U.S.-Africa Business Summit 2024: High-Level Dialogue: Strategic Infrastructure Investment - Sustainable Growth

Share this News

On Tuesday, May 7, 2024, Corporate Council on Africa hosted a dialogue concerning the continued need for sustainable core infrastructure investment throughout Africa as well as the Biden administration’s Partnership for Global Infrastructure Investment (PGI). H.E. João Lourenço, President of Angola, initiated the dialogue by highlighting both American and Angolan investments into the Lobito Corridor, allowing Angola to collaborate more closely with countries connected thereby, including Zambia and the Democratic Republic of the Congo, for joint development. Hon. Alice Albright, CEO of the Millennium Challenge Corporation, emphasized the need for regulatory reform to reduce limitations on private investment. Hon. Amos Hochstein, senior advisor to President Joe Biden for energy and investment, expressed his encouragement that energy-oriented and physical infrastructure are being developed jointly in a way that incentivizes private capital investment. Sanjeev Gupta of the Africa Finance Corporation agreed with Mr. Hochstein on the necessity for public-sector capital investment in order to decrease the risk of private investment, and Hon. Nisha Biswal of the U.S. International Development Finance Corporation highlighted her firm’s emphasis on the mitigation of political and logistical risk as a means of encouraging this crucial private investment. Providing a partially contrary viewpoint, Admassu Tadesse, Group President of the Trade and Development, received applause for stressing the necessity for both increased risk appetite in the private sector and willpower in the public sector to blend American and African capital and generate the activity that previous panelists said is prepared to begin. Paul Sullivan, president of Acrow Bridge, presented his firm’s work in solving the issues that Mr.

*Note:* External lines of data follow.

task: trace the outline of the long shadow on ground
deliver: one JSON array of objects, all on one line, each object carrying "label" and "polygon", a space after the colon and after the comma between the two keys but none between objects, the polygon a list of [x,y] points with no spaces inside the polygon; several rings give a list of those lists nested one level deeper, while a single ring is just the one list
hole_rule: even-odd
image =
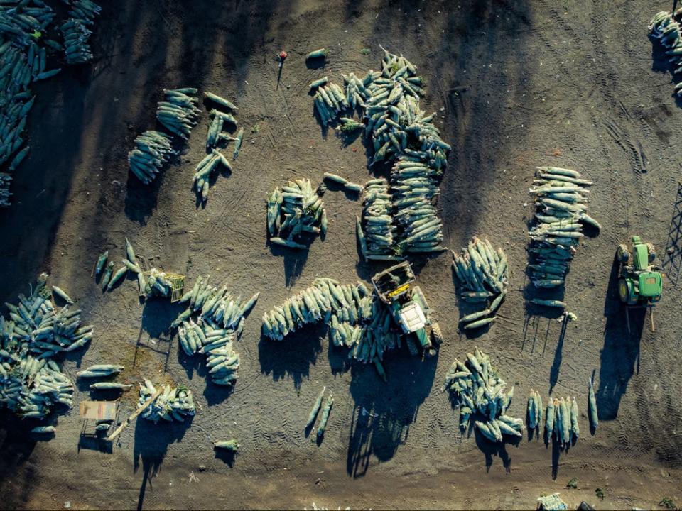
[{"label": "long shadow on ground", "polygon": [[372,456],[391,459],[407,441],[410,425],[431,390],[438,356],[423,361],[406,348],[384,359],[388,382],[372,366],[354,364],[350,394],[355,402],[350,417],[346,471],[354,478],[367,473]]}]

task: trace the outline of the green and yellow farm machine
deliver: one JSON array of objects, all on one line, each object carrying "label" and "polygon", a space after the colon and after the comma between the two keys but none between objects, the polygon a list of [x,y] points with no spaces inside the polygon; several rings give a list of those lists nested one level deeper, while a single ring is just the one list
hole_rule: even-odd
[{"label": "green and yellow farm machine", "polygon": [[[377,295],[391,312],[413,355],[421,346],[424,354],[435,354],[435,344],[442,341],[440,329],[429,314],[428,304],[419,286],[413,286],[414,273],[404,261],[372,278]],[[434,342],[431,342],[433,338]]]},{"label": "green and yellow farm machine", "polygon": [[625,304],[627,329],[629,331],[629,309],[646,307],[651,309],[651,331],[654,331],[654,310],[663,293],[663,273],[656,260],[656,251],[651,243],[642,242],[639,236],[632,236],[632,250],[627,245],[618,246],[616,259],[618,270],[618,295]]}]

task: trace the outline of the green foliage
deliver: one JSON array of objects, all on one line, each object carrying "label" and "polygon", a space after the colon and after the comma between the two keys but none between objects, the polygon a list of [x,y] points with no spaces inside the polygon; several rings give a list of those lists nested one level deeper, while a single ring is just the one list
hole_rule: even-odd
[{"label": "green foliage", "polygon": [[340,133],[347,135],[363,128],[364,128],[364,124],[362,123],[347,121],[340,124],[336,130]]}]

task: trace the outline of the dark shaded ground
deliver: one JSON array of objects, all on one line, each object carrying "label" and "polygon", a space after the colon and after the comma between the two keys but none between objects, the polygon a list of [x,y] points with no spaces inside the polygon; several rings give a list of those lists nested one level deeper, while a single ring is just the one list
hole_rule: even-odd
[{"label": "dark shaded ground", "polygon": [[[574,507],[593,502],[595,488],[606,494],[598,502],[603,507],[681,500],[678,435],[651,434],[674,432],[682,419],[675,398],[682,387],[681,294],[672,270],[679,251],[674,133],[682,111],[664,55],[652,53],[646,34],[650,16],[668,5],[102,5],[92,40],[96,62],[35,89],[31,152],[14,182],[16,203],[0,211],[0,300],[13,300],[39,271],[48,271],[96,331],[87,351],[65,363],[67,373],[75,376],[81,363],[120,363],[124,381],[187,383],[197,414],[189,427],[131,426],[110,454],[79,449],[77,410],[56,417],[49,442],[30,439],[28,424],[4,415],[0,490],[6,507],[63,507],[68,501],[77,509],[301,508],[314,501],[330,508],[519,508],[553,491]],[[377,68],[379,44],[418,66],[428,84],[423,105],[437,113],[453,146],[438,202],[445,243],[458,250],[473,234],[487,237],[504,248],[512,275],[501,317],[467,337],[458,332],[450,256],[416,264],[447,342],[423,363],[389,353],[387,384],[372,368],[350,364],[343,351],[327,346],[321,329],[303,329],[279,344],[259,335],[262,313],[315,276],[367,280],[381,268],[358,262],[360,205],[345,194],[325,194],[328,236],[305,255],[271,251],[263,211],[265,194],[286,179],[317,184],[332,171],[363,182],[369,175],[362,140],[345,144],[332,131],[320,136],[308,84]],[[310,69],[303,57],[320,47],[330,48],[328,61]],[[364,48],[370,55],[360,53]],[[280,73],[274,57],[281,49],[289,57]],[[216,179],[205,208],[196,207],[191,175],[205,153],[206,111],[183,153],[153,185],[127,171],[134,137],[154,126],[161,89],[183,86],[235,99],[245,128],[234,170]],[[565,299],[578,319],[565,326],[524,306],[527,188],[534,167],[551,164],[595,181],[590,210],[604,226],[572,264]],[[613,295],[614,251],[634,234],[654,243],[671,268],[655,334],[635,318],[638,326],[627,334]],[[234,390],[207,383],[200,358],[177,355],[176,340],[164,331],[175,307],[143,307],[134,282],[102,294],[91,279],[98,253],[124,256],[126,236],[148,268],[187,273],[190,285],[210,274],[235,295],[261,292],[237,345]],[[494,449],[461,435],[456,411],[438,390],[452,360],[475,346],[516,385],[512,414],[525,415],[531,388],[576,396],[584,432],[578,444],[560,454],[534,437]],[[585,414],[592,373],[602,416],[595,436]],[[325,385],[335,402],[318,446],[303,426]],[[79,390],[76,401],[89,397]],[[136,392],[124,395],[123,410],[136,402]],[[232,437],[241,444],[236,458],[214,454],[213,441]],[[574,476],[579,489],[568,492],[565,483]]]}]

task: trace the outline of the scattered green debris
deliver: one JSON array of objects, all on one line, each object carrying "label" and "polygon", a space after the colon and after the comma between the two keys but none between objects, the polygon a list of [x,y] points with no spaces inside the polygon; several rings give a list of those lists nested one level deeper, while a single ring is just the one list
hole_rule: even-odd
[{"label": "scattered green debris", "polygon": [[675,502],[673,502],[673,500],[668,497],[664,497],[662,499],[661,499],[661,502],[659,502],[659,505],[663,506],[666,509],[677,509],[677,506],[675,505]]},{"label": "scattered green debris", "polygon": [[237,452],[239,449],[239,444],[237,444],[236,439],[231,439],[229,440],[222,440],[213,442],[213,449],[224,449],[225,451]]},{"label": "scattered green debris", "polygon": [[[438,222],[438,218],[429,223]],[[423,226],[421,224],[420,226]],[[426,225],[428,225],[426,224]],[[474,236],[469,246],[462,249],[462,256],[453,251],[453,267],[460,282],[462,302],[482,302],[483,309],[467,314],[461,319],[463,329],[469,330],[492,323],[495,313],[507,295],[509,265],[502,248],[496,251],[492,244]],[[491,302],[488,304],[488,300]]]},{"label": "scattered green debris", "polygon": [[[172,422],[173,419],[179,422],[184,422],[185,417],[194,415],[195,409],[192,391],[184,385],[172,387],[162,385],[163,391],[152,402],[151,405],[142,412],[142,417],[154,424],[159,419]],[[137,405],[141,408],[150,397],[156,394],[156,388],[147,378],[144,383],[140,384],[140,400]]]},{"label": "scattered green debris", "polygon": [[531,238],[528,268],[535,287],[554,290],[564,285],[570,261],[583,236],[583,224],[601,228],[586,213],[588,187],[592,183],[581,178],[575,170],[538,167],[533,184],[529,193],[535,197],[537,221],[528,233]]},{"label": "scattered green debris", "polygon": [[305,60],[310,59],[317,59],[317,58],[327,58],[329,55],[329,50],[325,48],[320,48],[319,50],[315,50],[315,51],[311,51],[307,55],[305,55]]},{"label": "scattered green debris", "polygon": [[73,383],[53,358],[92,339],[80,309],[53,304],[47,280],[40,274],[28,297],[5,304],[9,318],[0,316],[0,403],[24,419],[45,419],[60,405],[71,407]]},{"label": "scattered green debris", "polygon": [[305,250],[303,238],[326,236],[327,212],[320,194],[310,180],[297,179],[268,195],[267,227],[273,245]]},{"label": "scattered green debris", "polygon": [[206,356],[206,367],[214,383],[232,385],[239,368],[239,354],[233,348],[233,341],[242,334],[244,315],[260,293],[242,302],[241,297],[234,297],[227,291],[227,285],[219,289],[208,281],[208,277],[198,278],[185,293],[179,302],[188,307],[170,328],[178,329],[180,346],[188,356],[197,353]]},{"label": "scattered green debris", "polygon": [[454,396],[455,406],[460,408],[461,429],[469,427],[473,416],[474,424],[484,436],[502,442],[502,435],[521,437],[524,431],[521,419],[505,414],[514,397],[514,387],[504,392],[506,385],[489,357],[477,348],[473,353],[467,353],[464,363],[455,359],[440,390],[449,390]]}]

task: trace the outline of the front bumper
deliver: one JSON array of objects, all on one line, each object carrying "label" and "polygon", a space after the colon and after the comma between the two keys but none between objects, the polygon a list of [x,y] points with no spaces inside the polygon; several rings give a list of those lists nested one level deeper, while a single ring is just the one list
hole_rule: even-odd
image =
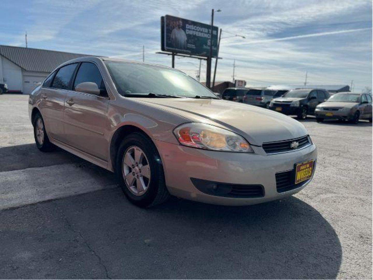
[{"label": "front bumper", "polygon": [[341,112],[319,109],[315,110],[315,116],[320,118],[350,120],[352,119],[353,116],[354,114],[351,111]]},{"label": "front bumper", "polygon": [[[276,108],[281,108],[281,111],[278,111]],[[298,115],[300,110],[301,107],[291,106],[283,106],[280,105],[274,105],[273,106],[270,106],[269,109],[273,111],[276,111],[279,113],[282,113],[285,115]]]},{"label": "front bumper", "polygon": [[[316,147],[313,144],[294,152],[269,155],[260,147],[253,146],[255,152],[251,154],[209,151],[157,140],[154,142],[161,152],[166,184],[171,195],[226,205],[255,204],[299,192],[310,180],[296,189],[279,193],[275,174],[294,169],[296,164],[311,159],[316,161],[317,156]],[[237,198],[209,195],[197,189],[191,178],[229,184],[260,185],[264,188],[264,195],[260,197]]]}]

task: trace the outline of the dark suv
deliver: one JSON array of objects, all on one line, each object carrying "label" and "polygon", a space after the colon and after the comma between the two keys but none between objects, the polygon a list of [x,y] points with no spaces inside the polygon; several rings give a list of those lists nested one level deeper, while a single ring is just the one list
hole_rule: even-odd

Tadesse mentioned by building connections between a range of stakeholders in partnership with the U.S. government, and he celebrated the agreement signed earlier in the day between the U.S. and Angola to build 186 new bridges throughout Angola. President Lorenço concluded with an affirmation that no stakeholder should be left behind as sustainable infrastructure continues to develop across the continent.